To książka o tym, że wojna jest właściwie nieunikniona i najprawdopodobniej zdarzy się w ciągu życia kolejnego pokolenia. Generał nie straszy, ale przewiduje. "Jesteśmy państwem frontowym i w każdym z możliwych scenariuszy, to my ucierpimy najbardziej, ponieważ każdy konflikt będzie nas dotyczył“.
Generał Skrzypczak mówi o tym, że Putin nie cofnie się przed niczym, aby powiększyć terytorium Rosji o państwa ościenne. Podobnie zresztą działa Donald Trump. Ta książka to także opowieść o współczesnych przywódcach, charakterystyka ich sposobów sprawowania rządów.

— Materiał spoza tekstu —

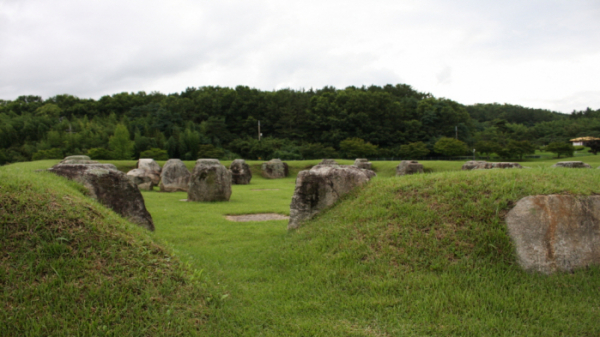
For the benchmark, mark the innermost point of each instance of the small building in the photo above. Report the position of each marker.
(582, 140)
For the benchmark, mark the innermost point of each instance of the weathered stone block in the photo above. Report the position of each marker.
(210, 181)
(174, 176)
(320, 187)
(501, 165)
(362, 163)
(556, 232)
(240, 172)
(275, 169)
(409, 167)
(571, 164)
(111, 188)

Generał Skrzypczak jest strategiem wojskowym
i w wywiadzie do książki przystał na propozycję wybitnej dziennikarki Edyty Żemły, aby opowiedzieć o wojennej strategii, jakie mają największe światowe mocarstwa na najbliższe lata. Generał podkreśla, że ważne jest to, że wojna XXI wieku w niczym nie będzie przypominała konfliktów zbrojnych, które znamy
z kart historii. Tym razem przywódcy nie będą posługiwali się czołgami czy armatami, ale raczej dronami, robotami wojennymi. Generał
Skrzypczak to guru środowiska wojskowego. Ta książka jest przez to środowisko bardzo wyczekiwana, tym bardziej, że Generał do tej pory nie zgadzał się na tak obszerne wypowiedzi medialne. Po latach dopiero dał się namówić na tego typu książkę.